We sometimes wonder how God will judge people who commit suicide. The theologian Augustine (AD 354-430) harshly condemned it. He argued that suicide was worse than murder because the perpetrator died in an unrepentant state. Is this argument biblical?
The Bible records five cases of suicide. Four of these are in the Old Testament: Abimelech, Saul and his armor-bearer, Ahithophel, and Zimri. The only New Testament suicide is Judas, the apostle who betrays Jesus and then hangs himself. In each of these cases, the suicide ends a life gone badly wrong.
The apostle Paul comes short of explicitly condemning suicide, but his teaching about healthy marriage implies condemnation of the practice. He tells husbands that “no one ever hated his own flesh, but nourishes and cherishes it” (Eph. 5:29). Paul understands that some people do hate and destroy themselves. What he means is that no sensible, rational person would ever intentionally inflict self-harm.

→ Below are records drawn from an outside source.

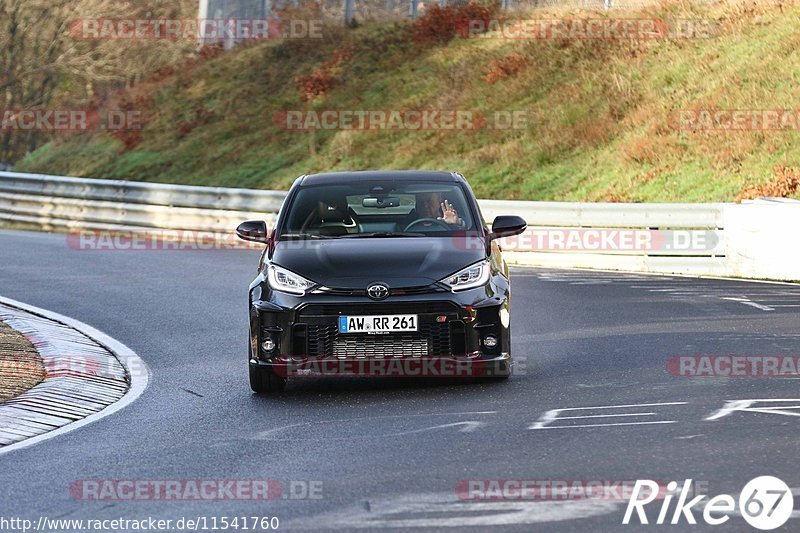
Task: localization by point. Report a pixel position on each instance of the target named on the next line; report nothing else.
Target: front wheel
(265, 381)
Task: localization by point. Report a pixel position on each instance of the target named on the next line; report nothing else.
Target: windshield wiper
(380, 234)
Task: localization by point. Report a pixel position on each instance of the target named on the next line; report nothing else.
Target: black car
(379, 273)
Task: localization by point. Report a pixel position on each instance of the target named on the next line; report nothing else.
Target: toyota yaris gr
(384, 273)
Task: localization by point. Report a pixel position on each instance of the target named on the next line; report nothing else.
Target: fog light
(268, 345)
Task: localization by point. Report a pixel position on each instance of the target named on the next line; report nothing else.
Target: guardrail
(695, 239)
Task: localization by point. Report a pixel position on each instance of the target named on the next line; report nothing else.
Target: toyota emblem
(378, 291)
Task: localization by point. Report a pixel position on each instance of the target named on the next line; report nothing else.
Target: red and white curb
(89, 376)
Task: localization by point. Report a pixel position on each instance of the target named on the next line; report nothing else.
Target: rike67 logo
(765, 503)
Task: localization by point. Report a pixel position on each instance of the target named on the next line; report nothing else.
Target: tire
(264, 381)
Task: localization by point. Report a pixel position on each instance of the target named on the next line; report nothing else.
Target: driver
(430, 205)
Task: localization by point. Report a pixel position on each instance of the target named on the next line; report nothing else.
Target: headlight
(469, 278)
(284, 280)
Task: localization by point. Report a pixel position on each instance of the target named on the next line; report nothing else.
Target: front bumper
(451, 340)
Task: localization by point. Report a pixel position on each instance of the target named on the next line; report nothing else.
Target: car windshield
(378, 209)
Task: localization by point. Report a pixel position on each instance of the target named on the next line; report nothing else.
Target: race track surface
(389, 453)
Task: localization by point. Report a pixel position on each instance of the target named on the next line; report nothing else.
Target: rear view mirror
(253, 230)
(382, 202)
(505, 226)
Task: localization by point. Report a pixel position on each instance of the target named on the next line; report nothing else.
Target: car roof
(380, 175)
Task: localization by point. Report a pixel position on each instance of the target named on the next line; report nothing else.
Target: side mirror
(505, 226)
(253, 230)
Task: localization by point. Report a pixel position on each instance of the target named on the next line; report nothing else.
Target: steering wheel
(444, 225)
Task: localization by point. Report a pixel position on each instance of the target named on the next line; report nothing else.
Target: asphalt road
(390, 453)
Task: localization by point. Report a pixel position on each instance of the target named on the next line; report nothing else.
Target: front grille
(380, 346)
(379, 308)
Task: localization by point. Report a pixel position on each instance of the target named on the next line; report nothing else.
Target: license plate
(377, 323)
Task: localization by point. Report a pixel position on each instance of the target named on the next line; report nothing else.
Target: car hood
(397, 261)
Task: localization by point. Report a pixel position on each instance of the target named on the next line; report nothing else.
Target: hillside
(603, 116)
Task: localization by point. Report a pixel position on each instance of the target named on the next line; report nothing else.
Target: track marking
(732, 406)
(552, 416)
(746, 301)
(469, 426)
(445, 510)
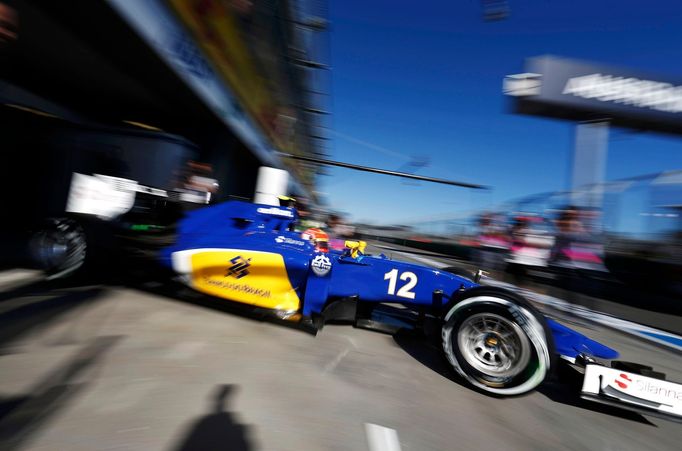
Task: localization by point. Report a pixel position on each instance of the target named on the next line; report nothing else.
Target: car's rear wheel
(497, 342)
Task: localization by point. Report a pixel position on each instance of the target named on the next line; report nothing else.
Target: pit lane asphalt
(112, 367)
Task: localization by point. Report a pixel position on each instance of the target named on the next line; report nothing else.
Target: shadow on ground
(563, 389)
(217, 429)
(21, 417)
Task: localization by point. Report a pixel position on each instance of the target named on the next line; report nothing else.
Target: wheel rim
(494, 345)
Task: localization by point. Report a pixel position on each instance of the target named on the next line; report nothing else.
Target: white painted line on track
(660, 337)
(380, 438)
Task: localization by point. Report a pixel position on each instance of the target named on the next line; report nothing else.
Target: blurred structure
(596, 97)
(149, 105)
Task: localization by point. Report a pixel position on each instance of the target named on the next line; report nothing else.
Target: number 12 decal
(404, 291)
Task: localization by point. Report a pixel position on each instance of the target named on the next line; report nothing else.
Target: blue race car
(492, 337)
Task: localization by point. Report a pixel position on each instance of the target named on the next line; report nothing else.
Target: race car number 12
(404, 291)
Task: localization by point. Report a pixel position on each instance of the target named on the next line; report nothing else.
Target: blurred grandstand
(635, 237)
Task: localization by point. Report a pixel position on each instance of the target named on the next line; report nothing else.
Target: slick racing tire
(497, 341)
(59, 247)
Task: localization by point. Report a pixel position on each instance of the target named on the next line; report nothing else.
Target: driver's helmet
(318, 238)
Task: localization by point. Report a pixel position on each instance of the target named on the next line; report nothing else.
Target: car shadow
(217, 429)
(564, 388)
(31, 314)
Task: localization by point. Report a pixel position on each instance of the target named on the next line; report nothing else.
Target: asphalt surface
(112, 367)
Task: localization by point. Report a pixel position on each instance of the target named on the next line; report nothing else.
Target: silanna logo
(239, 268)
(623, 380)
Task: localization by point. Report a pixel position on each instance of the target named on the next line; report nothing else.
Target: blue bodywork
(372, 279)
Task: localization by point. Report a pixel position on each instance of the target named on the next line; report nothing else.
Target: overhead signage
(583, 91)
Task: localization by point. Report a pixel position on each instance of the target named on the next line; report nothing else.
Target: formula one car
(494, 338)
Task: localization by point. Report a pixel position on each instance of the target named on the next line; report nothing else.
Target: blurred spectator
(576, 245)
(492, 243)
(338, 228)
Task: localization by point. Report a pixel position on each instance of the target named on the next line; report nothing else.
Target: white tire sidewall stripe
(530, 326)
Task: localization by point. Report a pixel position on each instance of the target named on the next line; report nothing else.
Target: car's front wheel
(497, 342)
(59, 247)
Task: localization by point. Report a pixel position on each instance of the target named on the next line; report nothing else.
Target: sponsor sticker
(287, 240)
(276, 211)
(239, 267)
(321, 265)
(634, 389)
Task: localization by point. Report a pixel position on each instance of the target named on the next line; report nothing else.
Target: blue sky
(425, 78)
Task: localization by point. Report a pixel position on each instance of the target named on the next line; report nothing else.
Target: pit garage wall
(160, 28)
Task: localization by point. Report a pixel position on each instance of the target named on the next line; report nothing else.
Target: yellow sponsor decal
(256, 278)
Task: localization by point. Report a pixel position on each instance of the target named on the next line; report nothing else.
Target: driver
(318, 238)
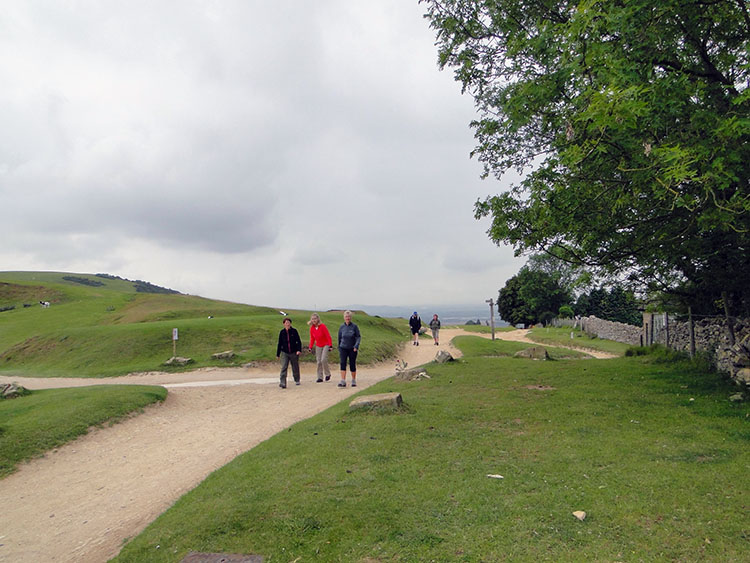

But what if the person is irrational? Since Paul doesn’t address this question, any answer is a matter of opinion. For what it’s worth, here’s mine: God will judge the severely depressed person who commits suicide on the basis of his spiritual condition before becoming irrational. If an unbeliever becomes psychologically imbalanced and kills himself, he
stands in peril of eternal judgment – not because he has committed suicide but because he has died in his sins (John 8:24). But if a depressed Christian becomes irrational and kills himself, he is blessed with eternal life – not because suicide is of no consequence but because he has died in Christ (Rom. 8:1). My opinion on this question is guided by confidence in God’s perfect justice. How could it be right to condemn a person for an irrational act?